L'afterA vivre aussi fut le Clermont-Nice qui suivit, achevé sur une élimination. Dont il a fallu se remettre : « Les entraînements entre le PSG et Nice, il me fallait demander gentiment aux cameramen et journalistes de sortir parce qu’on n’y arrivait plus. Mais j’ai en mémoire le premier qui a suivi notre élimination. Je me souviens encore de ce que j’ai dit aux joueurs : « Ne cherchez pas derrière les thuyas, ne cherchez pas dessous les thuyas : y a plus personne ! C’est fini ! On a réalisé un truc phénoménal, extraordinaire, on a engrangé un tas de souvenirs mais les rampes se sont éteintes. Maintenant, place au championnat. Et ça a été très compliqué. »
Ne cherchez pas derrière les thuyas, ne cherchez pas dessous les thuyas : y a plus personne ! C’est fini !
Un « après » compliqué que Thierry Coutard n’envisage pas pour le CF63, cette saison : « Chez nous, il y avait plein de frustration à l’époque, le foot vivotait.
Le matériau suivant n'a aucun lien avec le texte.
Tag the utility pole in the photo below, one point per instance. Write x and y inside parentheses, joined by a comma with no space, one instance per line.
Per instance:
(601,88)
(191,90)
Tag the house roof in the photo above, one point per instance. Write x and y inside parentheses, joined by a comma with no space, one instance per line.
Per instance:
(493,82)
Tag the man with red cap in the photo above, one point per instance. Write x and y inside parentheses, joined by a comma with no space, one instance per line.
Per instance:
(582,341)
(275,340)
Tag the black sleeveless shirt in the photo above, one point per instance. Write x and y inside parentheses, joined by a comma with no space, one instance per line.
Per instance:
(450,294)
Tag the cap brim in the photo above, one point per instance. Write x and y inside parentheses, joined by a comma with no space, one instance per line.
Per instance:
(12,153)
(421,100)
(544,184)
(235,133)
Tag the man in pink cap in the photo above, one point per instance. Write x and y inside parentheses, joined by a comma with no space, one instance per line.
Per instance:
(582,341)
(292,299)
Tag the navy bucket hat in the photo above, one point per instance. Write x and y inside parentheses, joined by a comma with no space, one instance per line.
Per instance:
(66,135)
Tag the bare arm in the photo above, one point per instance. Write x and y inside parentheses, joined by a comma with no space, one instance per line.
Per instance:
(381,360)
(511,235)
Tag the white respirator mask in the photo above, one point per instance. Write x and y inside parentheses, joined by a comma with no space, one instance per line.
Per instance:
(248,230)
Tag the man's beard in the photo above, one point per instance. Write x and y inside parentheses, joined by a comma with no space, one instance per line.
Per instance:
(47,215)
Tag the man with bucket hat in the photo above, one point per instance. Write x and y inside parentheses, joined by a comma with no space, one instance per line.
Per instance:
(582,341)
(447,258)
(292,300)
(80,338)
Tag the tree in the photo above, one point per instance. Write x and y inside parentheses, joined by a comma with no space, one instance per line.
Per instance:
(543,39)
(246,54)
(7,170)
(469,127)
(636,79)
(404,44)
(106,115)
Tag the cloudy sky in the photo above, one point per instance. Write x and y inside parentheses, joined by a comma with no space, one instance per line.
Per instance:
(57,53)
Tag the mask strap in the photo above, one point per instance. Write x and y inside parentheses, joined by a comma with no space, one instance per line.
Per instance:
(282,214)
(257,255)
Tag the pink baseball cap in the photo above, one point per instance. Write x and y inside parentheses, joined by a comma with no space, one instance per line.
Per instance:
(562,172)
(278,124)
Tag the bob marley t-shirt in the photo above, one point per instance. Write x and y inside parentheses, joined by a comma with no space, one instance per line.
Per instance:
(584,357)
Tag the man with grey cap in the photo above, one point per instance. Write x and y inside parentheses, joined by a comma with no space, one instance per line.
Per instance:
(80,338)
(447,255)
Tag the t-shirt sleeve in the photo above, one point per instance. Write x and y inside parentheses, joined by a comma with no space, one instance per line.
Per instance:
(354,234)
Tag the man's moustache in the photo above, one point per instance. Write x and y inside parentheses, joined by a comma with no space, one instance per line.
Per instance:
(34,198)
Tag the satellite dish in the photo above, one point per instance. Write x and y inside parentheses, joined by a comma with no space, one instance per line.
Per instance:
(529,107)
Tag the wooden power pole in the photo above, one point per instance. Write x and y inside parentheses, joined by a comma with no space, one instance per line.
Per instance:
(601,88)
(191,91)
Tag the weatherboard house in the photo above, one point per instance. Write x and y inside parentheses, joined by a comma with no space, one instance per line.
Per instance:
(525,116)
Ce gros coup sportif et médiatique, ça a aéré la tête de beaucoup de gens et ça a plus qu’aidé, financièrement, le club, qui se dirigeait un temps vers le dépôt de bilan. Aujourd’hui, c’est un aboutissement de hauts et de bas, après avoir chatouillé la montée sans franchir le pas. Mais, enfin, Clermont connaît la Ligue 1 ! Et quand je vois l’effervescence qu’il y a eue autour des réceptions de Troyes et Metz, j’ai hâte de voir le PSG bien sûr, mais aussi Lyon, Saint-Étienne... ça va être extraordinaire !"
« Aujourd'hui, pourquoi ça s'effriterait ? »Avant de renchérir : « Mais ce qu’il y a d’extraordinaire, aussi, aujourd’hui, c’est la qualité de jeu. Et là, tu te dis : « Pourquoi ça, ça s’effriterait ? » Bien sûr qu’il y aura des moments difficiles. Mais on va faire une belle petite saison, un milieu de tableau tranquille et ça, c’est sécurisant, ça va fédérer. »
Clermont 4 - PSG 4 (4-3, t.a.b.).Buts Clermont : Bessaque (51e), Chastang (69e), Le Bellec (82e), Ngotty (csc, 87e).Buts Paris Saint-Germain : Cauet (12e), Dely Valdès (24e), Raï (57e), Loko (68e).